L’Opéra de Munich n’avait jamais représenté les Dialogues des Carmélites de Poulenc, chef-d’œuvre dont la création remonte, pour mémoire, à plus de soixante ans! Kent Nagano se devait de tenter de corriger cette absence au cours de son mandat bavarois, au problème près que l’élucubration signée par le metteur en scène russe Dimitri Tcherniakov mériterait tout au plus de s’appeler «Blanche de la Force, ou les affres d’une névrosée agoraphobe», et certainement pas Dialogues des Carmélites. Si c’est avec cette production de plus en plus absurde à mesure qu’elle avance que l’Opéra de Munich souhaitait combler une lacune de son répertoire, l’occasion est ratée.

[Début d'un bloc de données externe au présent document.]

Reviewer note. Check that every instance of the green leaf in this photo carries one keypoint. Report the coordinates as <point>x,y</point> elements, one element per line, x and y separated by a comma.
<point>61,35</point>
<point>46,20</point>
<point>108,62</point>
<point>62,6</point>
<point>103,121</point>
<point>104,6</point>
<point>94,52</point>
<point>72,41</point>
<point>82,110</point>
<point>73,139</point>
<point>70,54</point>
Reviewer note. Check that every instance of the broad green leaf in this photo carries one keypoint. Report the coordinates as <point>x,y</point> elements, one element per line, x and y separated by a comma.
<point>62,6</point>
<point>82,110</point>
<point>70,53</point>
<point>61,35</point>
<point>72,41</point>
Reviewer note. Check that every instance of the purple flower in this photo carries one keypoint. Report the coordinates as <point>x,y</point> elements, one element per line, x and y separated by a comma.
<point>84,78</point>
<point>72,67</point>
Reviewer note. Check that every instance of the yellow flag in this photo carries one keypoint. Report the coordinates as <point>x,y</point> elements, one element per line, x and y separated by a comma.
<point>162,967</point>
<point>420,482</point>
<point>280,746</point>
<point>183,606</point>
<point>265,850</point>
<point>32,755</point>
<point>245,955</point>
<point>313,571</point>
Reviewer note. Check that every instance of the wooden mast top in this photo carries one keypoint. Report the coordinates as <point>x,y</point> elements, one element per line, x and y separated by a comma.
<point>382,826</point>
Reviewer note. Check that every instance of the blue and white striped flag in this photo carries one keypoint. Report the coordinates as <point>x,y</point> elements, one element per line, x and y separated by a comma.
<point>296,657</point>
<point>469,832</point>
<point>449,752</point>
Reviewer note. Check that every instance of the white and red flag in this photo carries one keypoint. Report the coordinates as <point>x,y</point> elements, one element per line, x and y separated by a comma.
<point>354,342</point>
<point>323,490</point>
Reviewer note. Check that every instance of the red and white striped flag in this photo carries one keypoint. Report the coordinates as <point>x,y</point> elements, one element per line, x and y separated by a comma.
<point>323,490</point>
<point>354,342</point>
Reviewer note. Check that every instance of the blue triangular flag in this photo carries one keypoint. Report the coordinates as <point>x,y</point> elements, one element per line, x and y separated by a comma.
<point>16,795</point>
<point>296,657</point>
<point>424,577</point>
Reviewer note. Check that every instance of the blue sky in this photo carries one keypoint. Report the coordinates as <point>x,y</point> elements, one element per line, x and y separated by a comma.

Au cours de cette soirée irritante il n’est pas question de religieuses mais d’une sorte de petite secte, entassée dans une véranda rudimentaire. Cette communauté de femmes de tous âges vaque sans fin à des ouvrages ménagers, comptant sur la sécurité d’une vie passée ensemble pour mieux assumer les angoisses et la médiocrité d’une existence étriquée. Hors cet édicule rectangulaire de dix mètres sur sept le monde extérieur n’existe pas : ni ancien régime ni révolution, ni même vraiment d’hostilité politique affichée à l’égard de recluses qu’on finit quand même par expulser de leur antre mais qui reviennent vite s’y claquemurer ensuite. Désorientées à l’idée de devoir affronter l’inconnu hors de leur refuge commun, ces femmes de ménage neurasthéniques ne parviennent à trouver comme seule issue à leur quête d’on ne sait trop quoi… qu’un projet de suicide collectif au gaz (sic).


L’intérêt présumé du concept : peut-être focaliser davantage l’opéra sur le seul personnage de Blanche de la Force, en supprimant tout autre fil conducteur qu’une névrose d’angoisse. Le monde extérieur effraie cette pauvre fille au-delà du supportable, à tel point que le seul refuge possible lui paraît une communauté neutre, où elle ne fait pourtant que longuement souffrir avant de s’en enfuir. Finalement cette personnalité faible puisera en elle suffisamment de courage de revenir sauver la secte in extremis de son autodestruction programmée, au prix de sa propre vie. Pendant le dernier tableau Blanche de la Force extirpe une à une de leur boîte toutes ses ex-colocataires, trébuchantes et toussantes, puis retourne une dernière fois dans le bâtiment… qui explose. Un nuage de fumée s’échappe alors vers les cintres (joli effet d’éclairage), sous le regard blasé d’un public de choristes tenu à distance par un périmètre de sécurité…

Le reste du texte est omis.